Various Types of Electric Motors

Permanent Magnet Motors

In a synchronous machine that is magnetized by permanent magnets composed of neodymium boron iron, or ferrite on the rotor, or samarium cobalt. They are placed on the surface of the rotor core in some motors because across the gap the magnetic field is radially directed. You can find its application in variable speed drives were from a variable frequency the stator is supplied, electronically controlled by source. It is designed for operating at a speed that is synchronous with a stable supply of voltage and frequency. There are no means of controlling the stator power factor over there.


Hysteresis Motors

With respect to the supply frequency, the speed is uniquely related and it is one of the rarest features of synchronous motors. There are lots of applications of for several special types of synchronous motors in devices like tape recorders, clocks, and photographs. The most frequently used motor is the hysteresis motor which is composed of a rotor with a ring of semi-permanent magnet material like a high-carbon steel. By pulling the rotor out of synchronism, the speed is reduced by the stator field which leads to the rotor material to be magnetized. Good starting torque is provided by these motors with low ripple and is very silent. It has low efficiency and only small power ratings applications are permitted.

Reluctance Motors

Iron poles are caused to hold a magnetic flux for aligning with each other that forced by the Reluctance motors to work on this principle. There is no electrical windings and has four iron poles. There are six poles in the stator with a current carrying coil in each. Similar to an induction motor, the stator is made and has a controllable supply with three phase. Isolated by non-magnetic spacers, the rotors include longitudinal iron laminations. There are salient poles in the rotor without any field windings. You can also find a damper winding in the rotor surface that helps the machine to start the induction motor.
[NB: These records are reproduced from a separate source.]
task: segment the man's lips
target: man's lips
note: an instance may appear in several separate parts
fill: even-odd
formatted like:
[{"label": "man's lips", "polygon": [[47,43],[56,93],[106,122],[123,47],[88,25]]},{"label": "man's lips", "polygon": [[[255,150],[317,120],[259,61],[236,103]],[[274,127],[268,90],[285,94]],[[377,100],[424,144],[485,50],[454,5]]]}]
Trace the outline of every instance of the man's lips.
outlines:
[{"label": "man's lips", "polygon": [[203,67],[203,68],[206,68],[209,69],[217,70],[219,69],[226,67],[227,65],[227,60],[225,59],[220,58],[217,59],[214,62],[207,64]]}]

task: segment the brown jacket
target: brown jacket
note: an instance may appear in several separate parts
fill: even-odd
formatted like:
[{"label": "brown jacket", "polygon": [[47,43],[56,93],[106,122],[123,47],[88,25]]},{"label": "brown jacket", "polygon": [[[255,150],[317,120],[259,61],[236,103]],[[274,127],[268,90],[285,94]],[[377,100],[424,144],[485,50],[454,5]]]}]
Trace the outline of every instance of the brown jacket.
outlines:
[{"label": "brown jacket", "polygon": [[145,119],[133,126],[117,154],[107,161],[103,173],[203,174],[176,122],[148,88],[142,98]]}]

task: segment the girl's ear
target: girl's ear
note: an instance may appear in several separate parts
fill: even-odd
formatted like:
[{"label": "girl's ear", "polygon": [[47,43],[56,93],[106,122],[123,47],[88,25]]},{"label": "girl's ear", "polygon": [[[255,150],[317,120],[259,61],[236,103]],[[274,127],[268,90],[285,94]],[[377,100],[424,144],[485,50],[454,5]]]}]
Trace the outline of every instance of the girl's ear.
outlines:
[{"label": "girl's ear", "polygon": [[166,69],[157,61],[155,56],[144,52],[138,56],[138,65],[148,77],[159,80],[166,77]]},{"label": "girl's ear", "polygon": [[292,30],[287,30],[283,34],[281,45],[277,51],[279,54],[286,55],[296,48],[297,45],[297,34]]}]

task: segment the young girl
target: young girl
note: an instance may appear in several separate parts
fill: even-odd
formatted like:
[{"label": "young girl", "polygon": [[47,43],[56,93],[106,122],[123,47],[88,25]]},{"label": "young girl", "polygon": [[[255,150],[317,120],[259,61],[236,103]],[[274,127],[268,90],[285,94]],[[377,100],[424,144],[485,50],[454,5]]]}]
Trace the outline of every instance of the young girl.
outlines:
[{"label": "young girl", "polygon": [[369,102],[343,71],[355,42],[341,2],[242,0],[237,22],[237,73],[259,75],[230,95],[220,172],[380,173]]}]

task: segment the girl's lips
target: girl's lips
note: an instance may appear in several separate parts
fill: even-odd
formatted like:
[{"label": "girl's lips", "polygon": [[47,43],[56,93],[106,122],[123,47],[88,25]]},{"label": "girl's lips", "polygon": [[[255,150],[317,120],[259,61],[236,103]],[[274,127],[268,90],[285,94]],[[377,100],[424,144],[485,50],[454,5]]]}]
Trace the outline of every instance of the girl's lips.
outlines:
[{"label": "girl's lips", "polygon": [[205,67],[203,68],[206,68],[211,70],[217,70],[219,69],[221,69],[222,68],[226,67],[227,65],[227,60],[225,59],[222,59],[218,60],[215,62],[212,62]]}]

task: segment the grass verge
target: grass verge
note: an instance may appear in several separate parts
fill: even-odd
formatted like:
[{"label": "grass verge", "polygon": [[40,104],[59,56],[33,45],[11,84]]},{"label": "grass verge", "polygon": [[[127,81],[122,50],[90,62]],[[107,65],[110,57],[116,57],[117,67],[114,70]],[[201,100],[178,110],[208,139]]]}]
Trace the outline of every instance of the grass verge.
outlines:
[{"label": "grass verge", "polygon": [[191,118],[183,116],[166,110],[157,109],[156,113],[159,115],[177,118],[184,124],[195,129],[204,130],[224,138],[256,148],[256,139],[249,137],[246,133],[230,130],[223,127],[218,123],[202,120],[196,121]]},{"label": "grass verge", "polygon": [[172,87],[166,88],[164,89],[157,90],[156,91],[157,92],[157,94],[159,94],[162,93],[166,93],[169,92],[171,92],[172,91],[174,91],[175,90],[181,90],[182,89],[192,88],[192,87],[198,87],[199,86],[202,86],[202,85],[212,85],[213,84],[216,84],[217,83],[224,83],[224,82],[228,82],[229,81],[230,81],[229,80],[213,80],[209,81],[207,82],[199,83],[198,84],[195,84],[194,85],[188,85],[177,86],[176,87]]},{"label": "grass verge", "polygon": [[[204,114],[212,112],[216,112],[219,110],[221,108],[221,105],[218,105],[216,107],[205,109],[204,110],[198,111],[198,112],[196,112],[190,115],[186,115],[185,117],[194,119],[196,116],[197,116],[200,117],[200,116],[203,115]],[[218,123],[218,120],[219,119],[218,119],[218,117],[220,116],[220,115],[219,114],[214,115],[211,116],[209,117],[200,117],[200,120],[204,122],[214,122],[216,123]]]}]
Single Phase Synchronous Motors

In synchronous motors, there is a chance of producing revolving field from a single phase source with the use of the same method and single-phase induction motors. To the main supply, the main stator winding is directly connected to an auxiliary winding and it can be connected through a capacitor. In combination with hysteresis type rotor, the shaded-pole construction of the stator is widely used for small clock motors. It has a very low efficiency which is less than 2 percent.

Direct Current Commutator Motors

Across the rotor by poles on the stator, a stationary magnetic field is produced. With the help of field coils, these poles may be encircled carrying direct current or may have permanent magnets. There is an iron core with a coil accommodated in slots of the rotor or armature. To the bars of the commutator switch kept on the rotor shaft the coil is also connected. They are highly used in paper mills, steel mills, robots, and machine tools where speed reversal or speed control is required.

Alternating Current Commutator Motors

From a single phase alternating voltage supply, a specially designed series commutator motor can be worked. During the time when the supply current reverses both the armature and the magnetic field are reversed. They have huge application in small domestic appliances like mixers, vacuum cleaners, and portable tools.